Tuesday, October 04, 2005

Urban space man, baby.

I've been feeling oddly urban today. Can't put my finger on what it is exactly. Might be that I've been wearing that cool jacket I got in Amsterdam last year. That I fit in to the jeans I bought in Amsterdam (I buy a lot of things in Amsterdam) four years ago, shit, when I was really young and really slim. That I've been having coffee with a zillion people. Talking to people on the bus. I've also been to the library, and I found a book called "Tom Tits new tricks" amongst the kids books. It was about scientific experiments for youngsters, but it was still pretty funny.

Monday, October 03, 2005

In Idle Idleness...

I've been doing nothing today. In a relative sense, of course.
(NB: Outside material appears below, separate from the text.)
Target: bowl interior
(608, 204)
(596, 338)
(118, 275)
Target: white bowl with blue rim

In a more immediate sense I've 1)got up, 2) had a shower, 3) checked e.mails, 4) had breakfast, 5) went shopping, 6) had tea, 7) played the guitar, 8) spoke to my brother on msn, 9) updated my bands website, 10) finished "Dance on my grave" by Aidan Chambers, 11) wrote a bit on my own book, 12) watched two (2) silly sitcoms, 13) cooked dinner, 14) ate dinner, 15) had coffee, 16) sat down by the computer again. So I guess I've not been doing nothing, when in fact I've done 16 things so far. Busy day indeed.

Sunday, October 02, 2005

Twist and shout.

My neighbours are having really loud sex in the middle of the night. It's a constant phenomenon with them. Not once during the days have I heard them, but when I'm going to bed by sort of midnight-1-2-ish, they're always at it. Not that I particularly mind, I mean, I do want people to enjoy themselves. I guess it's not something that really bothers me that much, it's more something that I've had to notice. One of the reasons I like the nights so much is because I like the feeling of owning the world. And with the activity going on upstairs, they're kind of brutally reminding me that I don't.

Healthcheck? A cold and chestpains.

Saturday, October 01, 2005

Not quite alive, not quite dead...

Being around someone with a mental illness is like being around someone who's neither alive nor dead. You remember what the person used to be like when he/she was well, but that person doesn't exist anymore. That person is dead. But physically, someone's there, so in that aspect he/she is still very much alive. It's just frustrating though. The person that should be in there somewhere just wont come out, no matter what you do. If you cry, scream, laugh, whatever, it doesn't matter, because the person you used to know isn't there anymore to react to it. It's just a shell. An empty shell.